Specializes in Tele/medsurg.

Hello all, I have a question about whether any new grads (less than a year) have been made charge nurse at their facility? I currently work at a hospital that has a real problem with retention and on my med-surg unit at night we have no RN's that have been a nurse more than 3 years. Theres about 4 of us new grads (I'm 6 months in). With another one of our more experienced RN's leaving, we are running out of options for charge nurses and one of the newer nurses has already been given some charge nurse shifts. They've now started training me little things that the charge does and I sense I'll be assigned some charge shifts soon. Also at my facility the charge still gets assigned patients. On good days its 3 but they get up to 6 patients about half of the time too.

My questions are:

Can I say no to being charge?

Can anyone whose been charge with less than 1 yr experience tell me how it went for them?

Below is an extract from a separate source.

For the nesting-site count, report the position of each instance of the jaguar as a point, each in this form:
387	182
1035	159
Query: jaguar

Well, I've never been charge and I'm a new grad too but at my facility you have to have a minimum of one year of experience to be considered for charge and the charge never takes more than one or two patients. However, one hospital that I was a student at required every floor nurse to get trained as charge and they all rotated which I found really strange but it seemed to work for them. They said that even the new grads get trained as charge after about six months of working. So in that case, I suppose they can't say no to being charge but it sounds like you can. If you don't want to be charge then don't, they can't force you. I can't imagine being charge and having 3-6 patients, that sounds like a nightmare to me.

I hit my one year mark last month. I started being put in charge at about 6 months in. Do I like it? No. Do I think it's fair that I'm put in charge over other nurses who have been there for years? No. But on my floor everyone hates being in charge at night and so I'm the one that gets stuck doing it pretty often. I feel like being in charge so soon hindered my learning because instead of just getting to focus on becoming a good bedside nurse, I was given all these extra duties.

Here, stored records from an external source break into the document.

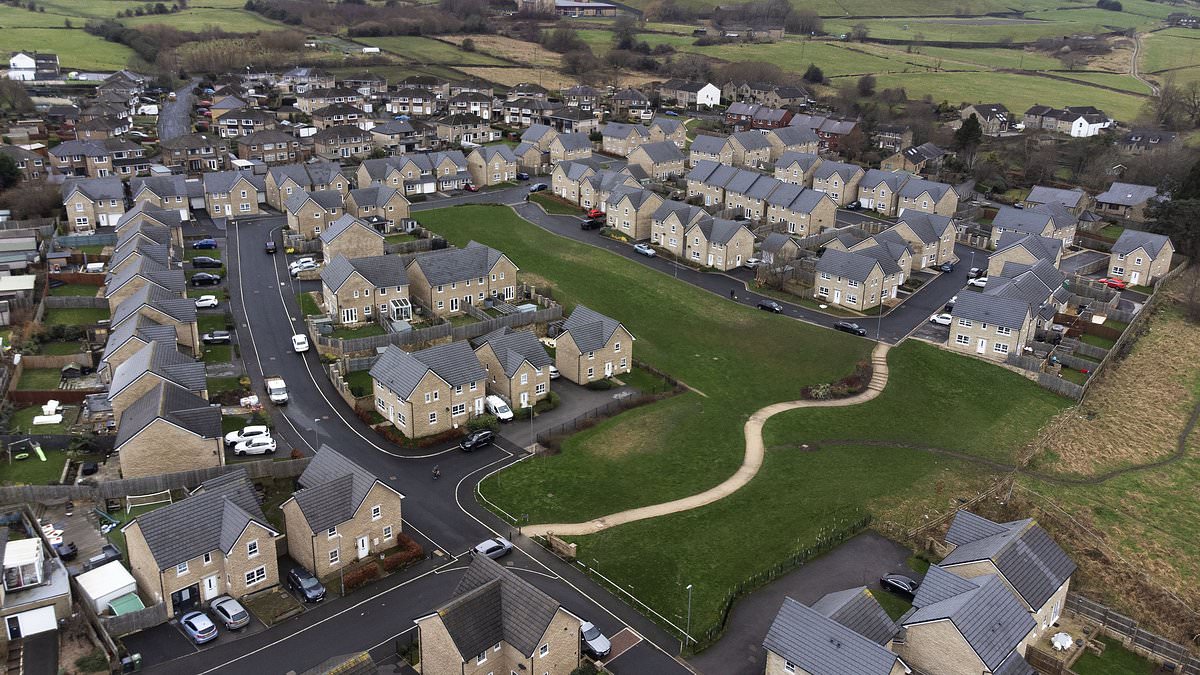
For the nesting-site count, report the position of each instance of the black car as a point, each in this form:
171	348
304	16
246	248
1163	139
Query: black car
852	328
900	585
205	279
205	262
304	583
478	438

I have had some awful nights being in charge. Many times I've been charge and had 6 of my own patients. While the charge nurse has less responsibility at night, it is still stressful knowing you're the one who has to handle any problems that come up.

I have learned to be more firm when I'm assigning patients and the nurse wants to complain about their assignment. I've also stopped taking the first admission like I used to because that always put me so behind. If you assign yourself to be the last one to get an admission, there is at least a chance that you won't get one.

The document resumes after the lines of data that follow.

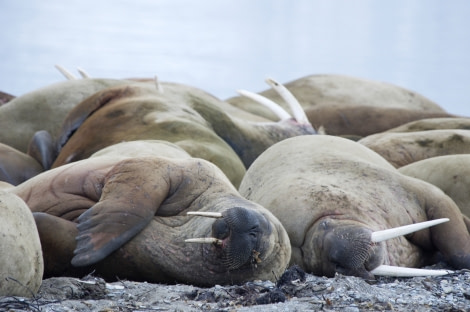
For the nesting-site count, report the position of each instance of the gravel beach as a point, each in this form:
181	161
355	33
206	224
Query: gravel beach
294	291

I did email my manager the first time they wanted me to be in charge, because at that point I had only been a nurse for about 5 months. I didn't have to be that time, but after that they made it clear I really had no choice. It sounds like on your floor you might be in the same situation where you have no choice but to be in charge. If you do have to be charge, I would just say to go easy on yourself, don't try to be super-nurse that night, and utilize your nursing assistants well because you will already be busy enough.

Specializes in 15 years in ICU, 22 years in PACU.

I can see why they have a real problem with retention. Poor management.

My first job in psych out of school, the second shift RNs routinely rotating charge responbilities. I found myself the charge nurse of a 24-bed psychiatric unit about half the shifts I worked, just a few months out of school. It was a good group of people and I had a lot of support. Although I was terrified at first, it worked out fine and was a great learning experience.